Smartphone Addiction

Teachers’ Notes on the smartphone article

The Smartphone article and the learners’ questions are in the Student Centre.

Lesson outline:

Level: Intermediate/upper-intermediate. Ideally, the teacher will record this passage before the lesson.

Activity 1 (pre-reading)

  • How did people communicate with each other at a distance a hundred years ago? What about fifty years ago? How about when you were born?
  • How did people communicate at a distance ten years ago? What about today?
  • What do you think about the way communication systems have changed?

Activity 2 (pre-reading)

These words can be grouped in any way as long as the student(s) can explain why they have been grouped in that way. Here one possible way:

  • broadband, Internet
  • smartphone, iPhone, android, mobile, computer
  • Facebook, Twitter
  • Apple, Blackberry, Google
  • email, text, fax

Activity 3

What’s the difference between the way people use email and the way people use Twitter?

Both are ways of sending messages quickly but Twitter is an online social networking and micro-blogging service that enables its users to send and read text-based posts of up to 140 characters. Email is a more general service with no restriction in length and no social network element.

Emails are sent to specific addresses whereas when you “tweet”, your message can read by anyone who is “following” you.

Activity 4

How many of you have an iPhone or a Blackberry? How do they compare?

Activity 5

Give the students the heading and ask them to predict what the passage is about: ‘Facebook and Twitter fuel iPhone and BlackBerry addiction, says Ofcom’

Activity 6

What is the base word for the word ‘addiction’? What other related words do you know?

addict – addicts – addicted – addiction – addictions – addictive

What are we often talking about when we use the word addiction?

‘Addiction’ is often used to refer to compulsive behaviour such as drug addiction, tobacco addiction and alcohol addiction.

Activity 7

Are you addicted to your device? How much do you use it? What do you do in a train or bus, or when waiting for someone?

Activity 8

Listen to the recording for the first time. What is the key (main) message?

The key message is that in today’s world the majority of young people and about a third of adults appear to be addicted to their phone, which is, in many cases, a smartphone of some sort.

Activity 9

Listen to the passage for the second time. Questions to follow:

  • Which phones are the most popular? Smartphones
  • Which group is most addicted? Teenagers
  • Which social network is most popular? Facebook
  • Why are some mobile operators under pressure? Increased pressure for data transfer as a result of people using their smartphones to download videos & music tracks and to send emails while on the move.
  • What percentage of people have access to fibre-optic broadband in the UK? About 57% of the UK population could connect to fibre-optic broadband if they paid for it but most have chosen not to.

Activity 10

Listen again for these expressions; what do they mean in this context?

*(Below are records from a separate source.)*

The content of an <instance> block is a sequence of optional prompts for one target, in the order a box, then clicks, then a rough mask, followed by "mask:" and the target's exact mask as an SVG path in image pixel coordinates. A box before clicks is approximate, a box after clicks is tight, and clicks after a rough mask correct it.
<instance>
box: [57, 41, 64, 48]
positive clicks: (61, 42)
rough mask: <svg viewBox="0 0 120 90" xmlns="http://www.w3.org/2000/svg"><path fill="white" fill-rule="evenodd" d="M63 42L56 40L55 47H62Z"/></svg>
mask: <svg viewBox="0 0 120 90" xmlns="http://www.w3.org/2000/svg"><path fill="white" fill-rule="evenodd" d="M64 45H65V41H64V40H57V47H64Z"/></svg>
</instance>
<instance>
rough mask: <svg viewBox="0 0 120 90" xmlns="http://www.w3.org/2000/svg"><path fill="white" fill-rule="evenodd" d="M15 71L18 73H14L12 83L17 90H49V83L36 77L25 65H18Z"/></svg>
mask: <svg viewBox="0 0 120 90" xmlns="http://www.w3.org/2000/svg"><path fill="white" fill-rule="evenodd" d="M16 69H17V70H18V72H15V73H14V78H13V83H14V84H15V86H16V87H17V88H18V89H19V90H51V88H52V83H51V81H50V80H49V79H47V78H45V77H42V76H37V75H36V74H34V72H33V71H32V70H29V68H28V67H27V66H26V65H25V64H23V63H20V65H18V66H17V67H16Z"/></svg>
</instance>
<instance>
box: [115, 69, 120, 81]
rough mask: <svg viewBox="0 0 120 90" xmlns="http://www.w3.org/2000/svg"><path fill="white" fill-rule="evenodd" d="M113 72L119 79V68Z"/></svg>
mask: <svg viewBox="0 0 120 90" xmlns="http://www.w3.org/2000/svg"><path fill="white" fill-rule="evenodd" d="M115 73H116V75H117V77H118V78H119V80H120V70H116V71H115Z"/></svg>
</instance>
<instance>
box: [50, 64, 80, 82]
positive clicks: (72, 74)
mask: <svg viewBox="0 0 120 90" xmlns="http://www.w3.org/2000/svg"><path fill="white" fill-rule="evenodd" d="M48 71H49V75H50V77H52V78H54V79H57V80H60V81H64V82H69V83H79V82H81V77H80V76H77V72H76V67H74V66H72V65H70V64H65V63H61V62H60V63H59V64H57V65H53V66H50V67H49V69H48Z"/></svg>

  • on the go = on the move, wirelessly
  • outstripped = moved way ahead of; jumped a long way above; gone a long way beyond
  • new generation of = completely new model; more advanced model using new technology
  • reliant on (new technology) = dependent on the new technology; the new technology is very important in their lives
  • an essential tool = a very, very important way of doing something
  • huge boost (in smartphone sales) = a big increase; a rapid rise
  • adopted (it) = started to use it
  • fibre-optic (cable) = a cable made of glass instead of copper (and able to carry data extremely quickly)

Activity 11

Read paras 1 – 4. If you lost your phone (whether ordinary phone or smartphone) how would you feel? How would it change your life?

Activity 12

Complete this paragraph using the words provided. Where students use other words (i.e. words not in the original text) this should be accepted as long as the meaning remains the same. For example, a student may opt for the word tremendous or dramatic instead of huge. Choices can be discussed by the class.

Research indicates that Facebook is the most popular social network website for mobile users. While may people, particularly teenagers are able to multitask, they spend far more time on Facebook than browsing or on other websites. There has been a huge increase in the sale of smartphones over the last few years. This increase has dramatically increased demand for data which has put some operators under strain. In addition to being a country full of mobile addicts, people in Britain watch a lot of television. Some of this is via fibre-optic broadband which is far more efficient than copper cabling. A staggering 129bn texts were sent in 2009 by people in Britain and that was an increase of a quarter over the year before. People today are very reliant on the Internet and their phones, and many will agree that they are addicted.

Activity 13

Write 250 words about your own use of phones and how it compares with your parents’ use.

The teacher may need to amend or diversify this activity to be more relevant to the students’ life experiences.